Frequently asked questions about our services and car batteries
The major difference is that in the AGM, the electrolyte is fully soaked into a special absorbed glass mat separator which immobilizes the acid, whereas in the GEL batteries, the acid is mixed with Silica to form a GEL also immobilizing the acid. The benefits of AGM over GEL are that with the use of an absorbed glass mat, the battery pack can be operated under greater operating pressure so improving cyclic durability. With GEL, similar pack pressure cannot be used so durability is usually provided by increased paste density which is good for life but not as good for high-rate start-ability performance as required for automotive applications.
The sealing vent used in the design ensures that positive internal pressure is maintained to ensure the recombination of the gasses occurs and does not allow the cell to dry out and fail. A game-changing technology indeed.
In addition, the valve must safely release any excess pressure that may be produced during overcharging (such as an alternator rectifier fault), otherwise, the cell would be irreversibly damaged.

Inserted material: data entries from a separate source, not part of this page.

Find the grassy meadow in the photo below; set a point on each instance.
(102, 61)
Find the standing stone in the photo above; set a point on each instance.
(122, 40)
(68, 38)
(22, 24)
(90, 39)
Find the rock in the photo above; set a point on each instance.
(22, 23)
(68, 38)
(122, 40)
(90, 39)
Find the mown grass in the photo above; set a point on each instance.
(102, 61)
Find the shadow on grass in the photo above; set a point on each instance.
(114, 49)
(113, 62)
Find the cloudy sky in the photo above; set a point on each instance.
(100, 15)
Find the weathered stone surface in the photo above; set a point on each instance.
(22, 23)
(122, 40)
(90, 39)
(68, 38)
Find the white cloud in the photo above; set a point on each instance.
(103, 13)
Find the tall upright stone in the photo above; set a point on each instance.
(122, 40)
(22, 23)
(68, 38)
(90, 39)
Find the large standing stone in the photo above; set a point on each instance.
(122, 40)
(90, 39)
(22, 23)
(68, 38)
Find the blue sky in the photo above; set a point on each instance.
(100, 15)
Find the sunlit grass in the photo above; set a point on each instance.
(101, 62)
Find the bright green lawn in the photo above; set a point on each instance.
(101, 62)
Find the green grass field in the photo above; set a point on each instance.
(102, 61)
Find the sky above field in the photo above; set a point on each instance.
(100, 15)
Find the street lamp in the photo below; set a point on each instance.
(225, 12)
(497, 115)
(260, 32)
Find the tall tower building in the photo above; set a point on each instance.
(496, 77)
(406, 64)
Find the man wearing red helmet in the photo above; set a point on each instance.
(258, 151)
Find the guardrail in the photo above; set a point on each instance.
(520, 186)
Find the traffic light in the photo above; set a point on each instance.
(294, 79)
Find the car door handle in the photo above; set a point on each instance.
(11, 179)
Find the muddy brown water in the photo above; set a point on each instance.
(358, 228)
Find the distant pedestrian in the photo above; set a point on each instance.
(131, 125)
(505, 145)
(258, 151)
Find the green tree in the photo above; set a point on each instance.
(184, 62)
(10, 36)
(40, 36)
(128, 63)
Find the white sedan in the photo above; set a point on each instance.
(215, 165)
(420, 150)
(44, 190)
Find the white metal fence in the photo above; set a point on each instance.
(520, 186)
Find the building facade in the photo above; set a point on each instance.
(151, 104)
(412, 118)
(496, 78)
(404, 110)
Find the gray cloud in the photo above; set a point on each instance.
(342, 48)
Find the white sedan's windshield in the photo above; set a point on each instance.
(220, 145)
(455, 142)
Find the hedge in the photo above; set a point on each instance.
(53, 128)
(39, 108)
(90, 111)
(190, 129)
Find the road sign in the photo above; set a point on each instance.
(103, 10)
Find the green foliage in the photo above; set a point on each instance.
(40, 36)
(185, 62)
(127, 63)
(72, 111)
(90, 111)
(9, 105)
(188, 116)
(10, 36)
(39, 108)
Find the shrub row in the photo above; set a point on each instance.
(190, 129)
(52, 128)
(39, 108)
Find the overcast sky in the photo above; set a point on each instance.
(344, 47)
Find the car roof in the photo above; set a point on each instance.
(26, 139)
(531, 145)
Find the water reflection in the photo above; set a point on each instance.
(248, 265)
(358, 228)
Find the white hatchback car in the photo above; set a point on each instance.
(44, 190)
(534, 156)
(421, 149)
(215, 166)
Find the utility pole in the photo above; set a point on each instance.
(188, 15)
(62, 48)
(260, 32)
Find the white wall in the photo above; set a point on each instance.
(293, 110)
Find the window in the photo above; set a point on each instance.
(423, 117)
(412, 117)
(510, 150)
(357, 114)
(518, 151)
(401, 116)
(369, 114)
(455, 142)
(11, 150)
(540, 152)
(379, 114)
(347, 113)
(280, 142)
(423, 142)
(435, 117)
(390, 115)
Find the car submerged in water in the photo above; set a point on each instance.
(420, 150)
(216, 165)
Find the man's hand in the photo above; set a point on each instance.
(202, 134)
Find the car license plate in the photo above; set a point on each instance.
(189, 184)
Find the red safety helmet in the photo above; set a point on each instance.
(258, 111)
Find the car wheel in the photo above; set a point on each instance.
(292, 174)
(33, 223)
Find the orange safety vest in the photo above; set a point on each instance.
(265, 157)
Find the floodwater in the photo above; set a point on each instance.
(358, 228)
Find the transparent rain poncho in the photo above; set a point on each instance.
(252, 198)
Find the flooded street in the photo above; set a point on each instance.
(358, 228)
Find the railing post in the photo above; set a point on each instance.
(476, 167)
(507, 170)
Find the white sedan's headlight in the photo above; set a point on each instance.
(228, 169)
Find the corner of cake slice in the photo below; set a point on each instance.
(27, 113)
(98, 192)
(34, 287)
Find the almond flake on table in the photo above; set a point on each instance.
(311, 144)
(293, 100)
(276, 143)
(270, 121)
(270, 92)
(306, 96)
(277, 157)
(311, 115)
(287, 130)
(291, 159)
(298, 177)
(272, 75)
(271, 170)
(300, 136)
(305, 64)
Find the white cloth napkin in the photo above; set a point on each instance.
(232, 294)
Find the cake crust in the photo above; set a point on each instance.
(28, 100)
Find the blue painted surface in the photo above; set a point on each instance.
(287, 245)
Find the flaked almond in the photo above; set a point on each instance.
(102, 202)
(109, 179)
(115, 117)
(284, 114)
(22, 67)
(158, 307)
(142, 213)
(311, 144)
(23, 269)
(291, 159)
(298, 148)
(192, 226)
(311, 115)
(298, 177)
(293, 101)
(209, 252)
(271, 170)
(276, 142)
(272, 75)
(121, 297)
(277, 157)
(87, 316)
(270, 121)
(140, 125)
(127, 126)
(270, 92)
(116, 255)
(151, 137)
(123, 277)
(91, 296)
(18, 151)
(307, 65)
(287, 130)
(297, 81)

The excessive pressure that the valve is releasing is both hydrogen and oxygen which cannot recombined within the battery so breaks the cycle, net result is that battery would eventually dry out.
It must be noted that an AGM battery must never be opened once it leaves the factory, as sulphation could occur on the plates leading to an irreversible loss in performance.
Gel batteries are more critical to correct charging as overcharge can lead to the gel being irreversibly damaged, AGM are not subject to this failure mode and hence are more suitable for automotive use.
Modern batteries are in hard plastic cases, concrete is generally an excellent surface on which to store a battery.